Savings and procurement can go hand-in-hand, but for true cost efficiency, a top-down management approach is ideal.
Significant pressure to reduce costs weighs on procurement departments, yet when companies engage a more holistic approach involving cross-department communication, savings increase enormously. Even within hospital procurement departments, both management leaders and supply chain staff rally around a shared vision, forming a cohesive whole.
Therefore, the most effective means of containing costs involves communication between traditionally divided departments.
"As a first step, organizations must break down silos between the supply chain and accounting and finance teams," an APICS spokesperson told Supply Chain Dive. "Supply chain managers should take the lead in strengthening this relationship in order to set the stage for discussions about costing practices. Ultimately, it’s important for costing information users to demand more accurate and relevant data from their accounting and finance staff."
Yet despite the data that supply chain and procurement managers deserve a seat at the executives table in order to more efficiently manage savings, many C-Suite members resist this promotion.
"Executive awareness of the issue is a great place to start," according to the spokesperson. "Today’s businesses need more robust costing information to manage the performance and profitability of products, service lines, channels, customers and their supporting processes. This data is available and solutions exist, but top management must take the initiative, help accountants recognize the problem and require that they adopt more progressive costing practices."
Technology and data are also vital components in the move toward a more holistic process — if management doesn't have the data and transparency it needs to make changes, then those changes just aren't going to happen.

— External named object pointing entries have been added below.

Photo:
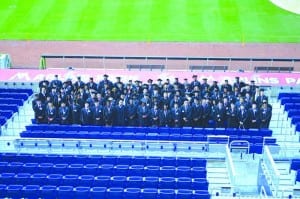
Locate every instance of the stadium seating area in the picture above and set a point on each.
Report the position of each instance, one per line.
(111, 177)
(10, 101)
(291, 102)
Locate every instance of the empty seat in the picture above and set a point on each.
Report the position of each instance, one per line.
(82, 192)
(118, 181)
(54, 179)
(167, 193)
(70, 180)
(134, 181)
(101, 181)
(184, 194)
(39, 178)
(115, 193)
(151, 182)
(132, 193)
(98, 192)
(65, 192)
(31, 191)
(149, 193)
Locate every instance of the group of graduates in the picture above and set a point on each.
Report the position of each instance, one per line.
(162, 104)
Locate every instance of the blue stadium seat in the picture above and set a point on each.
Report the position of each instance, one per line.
(48, 191)
(82, 192)
(14, 191)
(149, 193)
(134, 181)
(184, 183)
(115, 193)
(151, 182)
(102, 181)
(65, 192)
(184, 194)
(132, 193)
(31, 191)
(167, 183)
(167, 193)
(98, 192)
(136, 170)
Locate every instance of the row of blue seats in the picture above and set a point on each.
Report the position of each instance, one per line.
(16, 90)
(140, 136)
(104, 169)
(103, 159)
(289, 106)
(104, 181)
(288, 95)
(18, 102)
(184, 130)
(50, 192)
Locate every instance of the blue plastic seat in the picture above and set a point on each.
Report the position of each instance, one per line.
(14, 191)
(149, 193)
(54, 179)
(60, 168)
(168, 161)
(98, 192)
(45, 167)
(22, 178)
(75, 169)
(39, 178)
(167, 183)
(151, 182)
(121, 170)
(31, 191)
(201, 194)
(65, 192)
(115, 193)
(151, 170)
(167, 193)
(90, 169)
(3, 166)
(132, 193)
(198, 172)
(134, 181)
(184, 194)
(183, 171)
(106, 169)
(82, 192)
(7, 178)
(167, 171)
(118, 181)
(70, 180)
(136, 170)
(102, 181)
(2, 190)
(184, 183)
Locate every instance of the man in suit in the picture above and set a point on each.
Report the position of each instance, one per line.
(143, 114)
(86, 115)
(254, 117)
(64, 114)
(196, 113)
(98, 114)
(265, 115)
(242, 117)
(39, 112)
(120, 114)
(165, 117)
(131, 113)
(186, 112)
(176, 116)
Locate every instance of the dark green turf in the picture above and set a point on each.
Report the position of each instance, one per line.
(148, 20)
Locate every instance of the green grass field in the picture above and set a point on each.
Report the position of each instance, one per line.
(148, 20)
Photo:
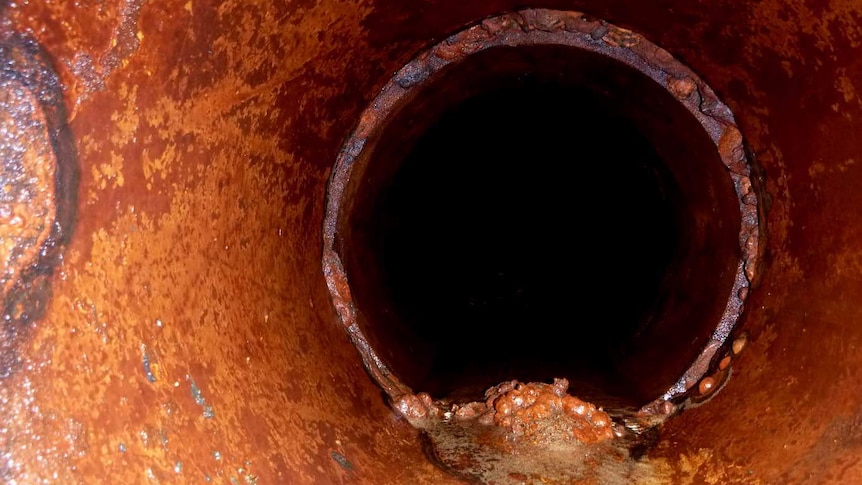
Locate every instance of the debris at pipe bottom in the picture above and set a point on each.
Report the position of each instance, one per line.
(525, 411)
(525, 433)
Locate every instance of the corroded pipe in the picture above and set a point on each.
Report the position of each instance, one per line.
(181, 328)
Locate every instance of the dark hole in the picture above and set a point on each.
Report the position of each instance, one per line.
(520, 219)
(520, 231)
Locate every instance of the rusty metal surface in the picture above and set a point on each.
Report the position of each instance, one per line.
(204, 131)
(530, 28)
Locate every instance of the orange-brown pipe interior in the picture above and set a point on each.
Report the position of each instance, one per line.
(205, 133)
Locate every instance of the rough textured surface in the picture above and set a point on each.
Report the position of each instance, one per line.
(205, 132)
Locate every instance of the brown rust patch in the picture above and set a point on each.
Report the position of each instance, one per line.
(572, 29)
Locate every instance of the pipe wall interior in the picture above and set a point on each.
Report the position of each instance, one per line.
(189, 332)
(541, 212)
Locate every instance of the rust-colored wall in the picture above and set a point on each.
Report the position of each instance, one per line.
(205, 133)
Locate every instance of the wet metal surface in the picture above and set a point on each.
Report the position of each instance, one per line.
(204, 133)
(539, 27)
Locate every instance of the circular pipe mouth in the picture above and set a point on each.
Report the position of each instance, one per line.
(543, 195)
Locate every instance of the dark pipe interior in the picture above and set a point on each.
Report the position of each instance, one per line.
(535, 213)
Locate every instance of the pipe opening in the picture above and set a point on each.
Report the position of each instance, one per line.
(532, 211)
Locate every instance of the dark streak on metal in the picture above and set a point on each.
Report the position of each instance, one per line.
(40, 176)
(576, 30)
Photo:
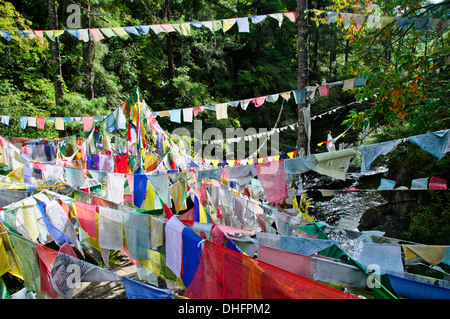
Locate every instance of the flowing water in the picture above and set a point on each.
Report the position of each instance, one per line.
(337, 206)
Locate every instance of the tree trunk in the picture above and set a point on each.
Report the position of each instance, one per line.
(302, 77)
(170, 67)
(88, 63)
(56, 57)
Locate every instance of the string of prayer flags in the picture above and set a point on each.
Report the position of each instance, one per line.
(98, 34)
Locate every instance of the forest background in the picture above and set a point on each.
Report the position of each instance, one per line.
(407, 91)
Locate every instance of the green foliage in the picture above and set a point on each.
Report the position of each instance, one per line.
(430, 222)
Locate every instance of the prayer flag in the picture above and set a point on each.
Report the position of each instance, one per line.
(227, 24)
(243, 25)
(96, 35)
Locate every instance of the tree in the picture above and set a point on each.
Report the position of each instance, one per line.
(302, 79)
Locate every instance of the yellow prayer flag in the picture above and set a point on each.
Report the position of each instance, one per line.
(202, 214)
(59, 124)
(29, 218)
(5, 266)
(185, 28)
(120, 32)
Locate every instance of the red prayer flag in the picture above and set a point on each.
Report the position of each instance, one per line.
(226, 274)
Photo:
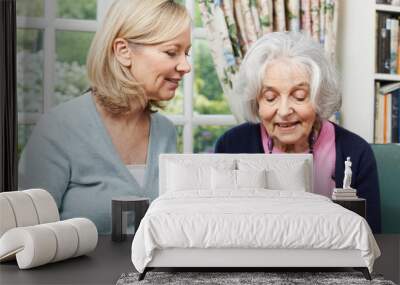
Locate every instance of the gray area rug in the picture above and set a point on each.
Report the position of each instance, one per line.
(229, 278)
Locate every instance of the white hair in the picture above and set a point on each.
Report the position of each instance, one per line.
(299, 49)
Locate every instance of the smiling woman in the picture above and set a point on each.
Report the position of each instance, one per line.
(106, 143)
(288, 89)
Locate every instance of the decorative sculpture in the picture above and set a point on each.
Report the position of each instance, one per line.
(347, 174)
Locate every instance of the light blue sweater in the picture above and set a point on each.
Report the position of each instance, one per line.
(71, 155)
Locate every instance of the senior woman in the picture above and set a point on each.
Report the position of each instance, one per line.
(106, 142)
(287, 89)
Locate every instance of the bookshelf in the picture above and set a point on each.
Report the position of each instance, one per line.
(357, 51)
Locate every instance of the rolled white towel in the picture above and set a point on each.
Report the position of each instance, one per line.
(26, 208)
(45, 205)
(40, 244)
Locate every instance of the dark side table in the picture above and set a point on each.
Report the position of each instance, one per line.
(357, 205)
(120, 208)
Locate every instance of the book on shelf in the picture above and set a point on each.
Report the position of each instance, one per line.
(344, 198)
(383, 42)
(394, 44)
(387, 120)
(344, 190)
(389, 2)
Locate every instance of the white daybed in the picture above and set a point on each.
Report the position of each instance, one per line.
(219, 210)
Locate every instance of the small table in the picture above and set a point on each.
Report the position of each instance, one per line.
(357, 205)
(120, 208)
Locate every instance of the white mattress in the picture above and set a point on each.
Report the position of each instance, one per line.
(253, 218)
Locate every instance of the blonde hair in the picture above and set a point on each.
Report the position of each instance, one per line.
(139, 22)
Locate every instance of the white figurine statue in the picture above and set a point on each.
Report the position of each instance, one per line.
(347, 174)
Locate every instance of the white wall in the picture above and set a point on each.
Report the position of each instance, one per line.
(356, 59)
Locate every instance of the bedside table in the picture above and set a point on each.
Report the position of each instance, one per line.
(120, 206)
(357, 205)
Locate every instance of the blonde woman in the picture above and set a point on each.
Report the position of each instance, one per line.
(106, 142)
(287, 89)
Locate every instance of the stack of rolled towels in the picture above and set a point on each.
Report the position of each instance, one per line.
(31, 231)
(344, 194)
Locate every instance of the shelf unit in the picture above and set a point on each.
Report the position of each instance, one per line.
(356, 45)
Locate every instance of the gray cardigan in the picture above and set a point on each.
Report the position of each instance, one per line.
(71, 155)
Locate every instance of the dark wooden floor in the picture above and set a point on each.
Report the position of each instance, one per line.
(110, 260)
(389, 262)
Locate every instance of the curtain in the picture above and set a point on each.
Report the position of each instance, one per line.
(233, 25)
(8, 99)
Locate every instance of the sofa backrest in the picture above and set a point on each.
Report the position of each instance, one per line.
(177, 166)
(388, 162)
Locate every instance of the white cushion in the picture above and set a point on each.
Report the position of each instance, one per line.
(226, 179)
(223, 179)
(251, 178)
(40, 244)
(282, 174)
(188, 175)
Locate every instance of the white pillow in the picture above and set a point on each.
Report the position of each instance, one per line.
(282, 174)
(227, 179)
(223, 179)
(188, 177)
(251, 178)
(188, 174)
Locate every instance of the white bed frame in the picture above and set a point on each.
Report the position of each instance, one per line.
(249, 258)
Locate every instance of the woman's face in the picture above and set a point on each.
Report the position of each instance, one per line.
(285, 106)
(161, 67)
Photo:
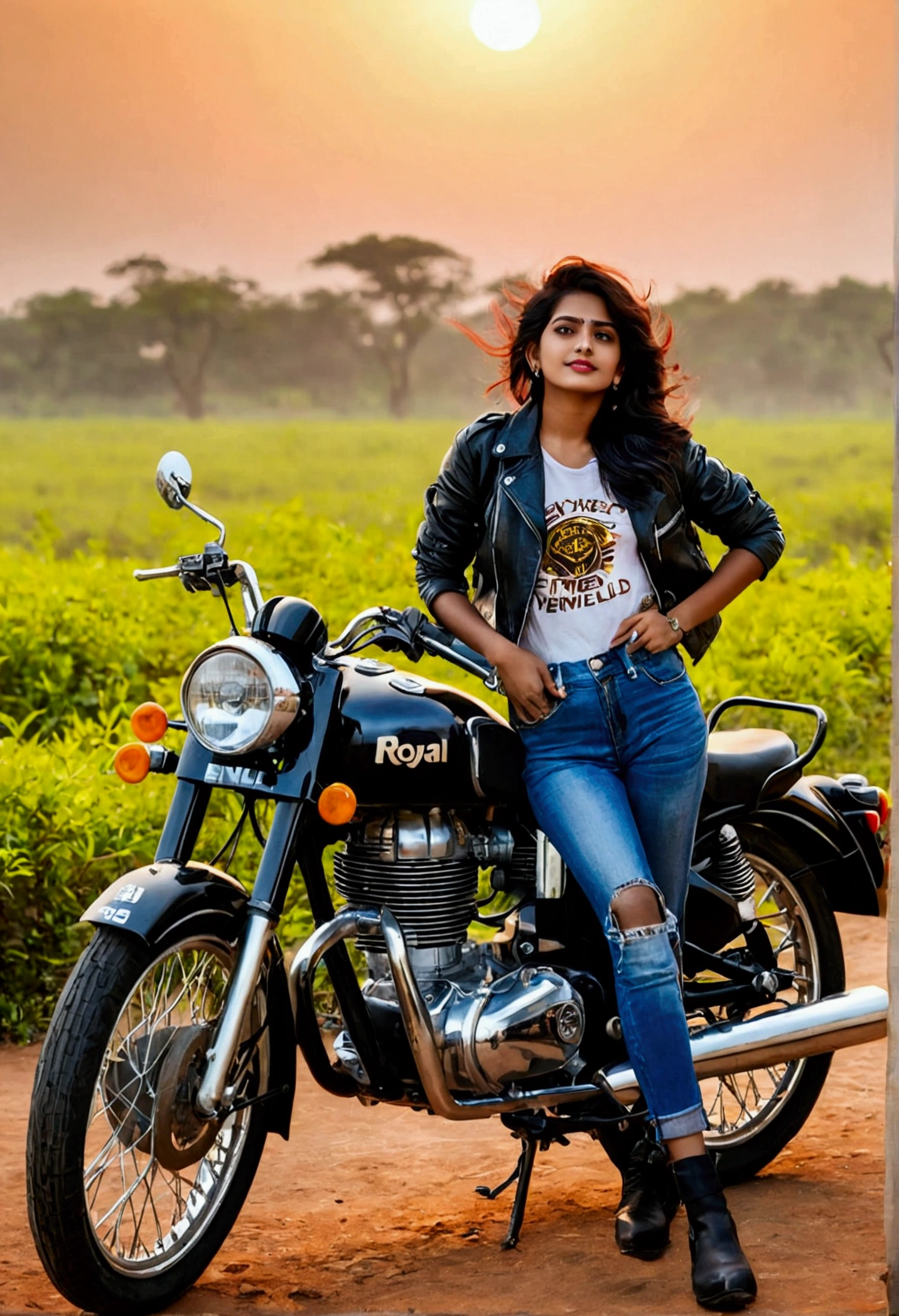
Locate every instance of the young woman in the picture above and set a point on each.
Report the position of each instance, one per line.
(578, 512)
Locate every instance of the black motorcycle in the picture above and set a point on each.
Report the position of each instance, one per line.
(488, 989)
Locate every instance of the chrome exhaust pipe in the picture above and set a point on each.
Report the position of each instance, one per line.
(775, 1038)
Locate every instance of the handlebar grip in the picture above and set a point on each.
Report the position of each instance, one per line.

"Common complaints from supply chain professionals about poor costing systems include the inability to receive data in a timely manner, receiving inaccurate data and a lack of transparency from the finance team," APICS said. "The survey found that implementing an enterprise resource planning (ERP) system can help address these issues, as it enables better information flow between supply chain and accounting and finance. Greater IT infrastructure alone will not serve as a complete solution, however, unless more sophisticated costing practices are established in conjunction with an ERP system."